Re: [PATCH] x86/cpuid: Deal with broken firmware once more

From: Charles (Chas) Williams
Date: Wed Nov 09 2016 - 13:16:39 EST


On 11/09/2016 10:35 AM, Thomas Gleixner wrote:
Both ACPI and MP specifications require that the APIC id in the respective
tables must be the same as the APIC id in CPUID.

The kernel retrieves the physical package id from the APIC id during the
ACPI/MP table scan and builds the physical to logical package map.

There exist Virtualbox and Xen implementations which violate the spec.
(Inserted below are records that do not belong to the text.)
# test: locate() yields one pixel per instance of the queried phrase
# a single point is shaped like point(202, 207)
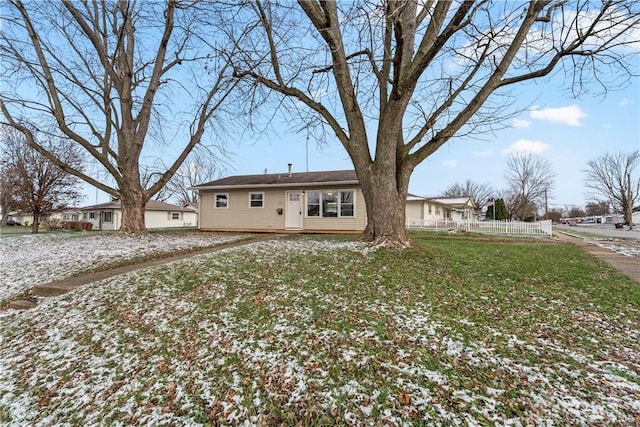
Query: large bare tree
point(128, 81)
point(530, 180)
point(394, 80)
point(37, 186)
point(617, 178)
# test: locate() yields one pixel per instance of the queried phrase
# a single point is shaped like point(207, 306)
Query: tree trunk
point(385, 197)
point(36, 222)
point(133, 205)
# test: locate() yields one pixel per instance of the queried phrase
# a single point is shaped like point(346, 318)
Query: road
point(604, 230)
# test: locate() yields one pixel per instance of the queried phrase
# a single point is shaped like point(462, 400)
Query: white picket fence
point(539, 228)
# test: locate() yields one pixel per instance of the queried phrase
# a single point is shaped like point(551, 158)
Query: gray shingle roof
point(152, 205)
point(282, 179)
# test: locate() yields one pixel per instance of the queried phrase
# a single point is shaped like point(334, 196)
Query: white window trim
point(215, 200)
point(306, 204)
point(263, 199)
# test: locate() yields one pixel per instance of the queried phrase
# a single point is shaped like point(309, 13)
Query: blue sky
point(567, 131)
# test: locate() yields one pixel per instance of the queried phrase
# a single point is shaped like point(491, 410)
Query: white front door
point(293, 211)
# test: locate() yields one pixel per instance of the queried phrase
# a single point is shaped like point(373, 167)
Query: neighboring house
point(330, 201)
point(108, 216)
point(66, 216)
point(23, 218)
point(420, 211)
point(462, 208)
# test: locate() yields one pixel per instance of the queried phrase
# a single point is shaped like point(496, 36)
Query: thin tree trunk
point(36, 222)
point(133, 206)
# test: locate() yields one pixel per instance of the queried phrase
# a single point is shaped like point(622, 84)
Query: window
point(256, 200)
point(222, 200)
point(313, 203)
point(346, 203)
point(330, 204)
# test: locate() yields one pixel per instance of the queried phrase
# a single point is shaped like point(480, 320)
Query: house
point(462, 208)
point(108, 216)
point(420, 211)
point(329, 201)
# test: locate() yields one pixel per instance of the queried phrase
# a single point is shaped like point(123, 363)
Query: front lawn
point(27, 260)
point(459, 330)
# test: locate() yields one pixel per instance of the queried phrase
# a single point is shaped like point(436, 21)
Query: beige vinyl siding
point(238, 216)
point(162, 219)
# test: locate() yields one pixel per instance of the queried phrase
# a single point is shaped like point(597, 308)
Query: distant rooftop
point(282, 180)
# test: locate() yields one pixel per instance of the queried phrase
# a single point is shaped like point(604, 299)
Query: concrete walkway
point(627, 265)
point(63, 286)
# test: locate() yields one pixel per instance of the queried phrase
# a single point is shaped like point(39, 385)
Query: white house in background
point(462, 208)
point(420, 211)
point(108, 216)
point(423, 210)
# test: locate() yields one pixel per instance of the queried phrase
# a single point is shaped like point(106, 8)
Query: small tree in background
point(500, 210)
point(597, 208)
point(530, 179)
point(7, 198)
point(479, 192)
point(617, 178)
point(37, 185)
point(575, 212)
point(554, 215)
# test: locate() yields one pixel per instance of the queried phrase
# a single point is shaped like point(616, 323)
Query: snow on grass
point(305, 332)
point(32, 259)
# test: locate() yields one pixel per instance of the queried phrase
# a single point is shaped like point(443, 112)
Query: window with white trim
point(330, 204)
point(221, 200)
point(256, 200)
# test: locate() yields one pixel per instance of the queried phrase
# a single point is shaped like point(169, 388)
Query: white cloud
point(525, 146)
point(520, 123)
point(571, 115)
point(624, 101)
point(483, 153)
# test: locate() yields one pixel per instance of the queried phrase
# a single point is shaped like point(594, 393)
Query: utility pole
point(546, 205)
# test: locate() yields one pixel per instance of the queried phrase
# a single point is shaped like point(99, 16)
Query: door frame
point(288, 225)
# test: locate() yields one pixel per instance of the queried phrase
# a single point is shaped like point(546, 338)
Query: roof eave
point(279, 185)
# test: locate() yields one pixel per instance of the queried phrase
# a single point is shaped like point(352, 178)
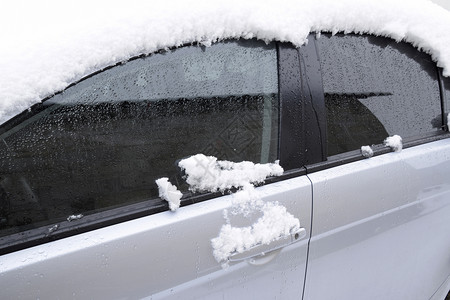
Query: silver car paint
point(381, 226)
point(162, 256)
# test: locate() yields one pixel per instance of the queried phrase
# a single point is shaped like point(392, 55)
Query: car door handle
point(264, 249)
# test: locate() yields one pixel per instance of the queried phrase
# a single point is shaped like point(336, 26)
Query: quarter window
point(102, 143)
point(374, 88)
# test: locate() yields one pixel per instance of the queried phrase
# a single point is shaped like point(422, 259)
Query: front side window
point(375, 88)
point(102, 143)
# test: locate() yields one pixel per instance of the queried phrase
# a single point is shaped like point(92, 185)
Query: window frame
point(288, 152)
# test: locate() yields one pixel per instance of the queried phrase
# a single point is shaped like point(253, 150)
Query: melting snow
point(274, 223)
point(395, 142)
point(169, 192)
point(45, 48)
point(207, 174)
point(366, 151)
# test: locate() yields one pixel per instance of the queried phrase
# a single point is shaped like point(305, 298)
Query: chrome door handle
point(263, 249)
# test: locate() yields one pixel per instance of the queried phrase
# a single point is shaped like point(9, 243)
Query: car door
point(380, 224)
point(81, 216)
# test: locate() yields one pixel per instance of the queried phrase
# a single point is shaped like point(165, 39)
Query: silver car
point(81, 215)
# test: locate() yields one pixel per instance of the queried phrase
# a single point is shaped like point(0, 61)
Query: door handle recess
point(264, 249)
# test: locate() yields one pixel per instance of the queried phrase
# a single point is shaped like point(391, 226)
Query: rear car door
point(380, 225)
point(80, 212)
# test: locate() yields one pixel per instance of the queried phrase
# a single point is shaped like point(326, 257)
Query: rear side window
point(102, 143)
point(375, 88)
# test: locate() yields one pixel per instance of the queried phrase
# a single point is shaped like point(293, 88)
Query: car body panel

As a
result the physical to logical package map, which relies on the ACPI/MP
tables does not work on those systems, because the CPUID initialized
physical package id does not match the firmware id. This causes system
crashes and malfunction due to invalid package mappings.

The only way to cure this is to sanitize the physical package id after the
CPUID enumeration and yell when the APIC ids are different. If the physical
package IDs differ use the package information from the ACPI/MP tables so
the existing logical package map just works.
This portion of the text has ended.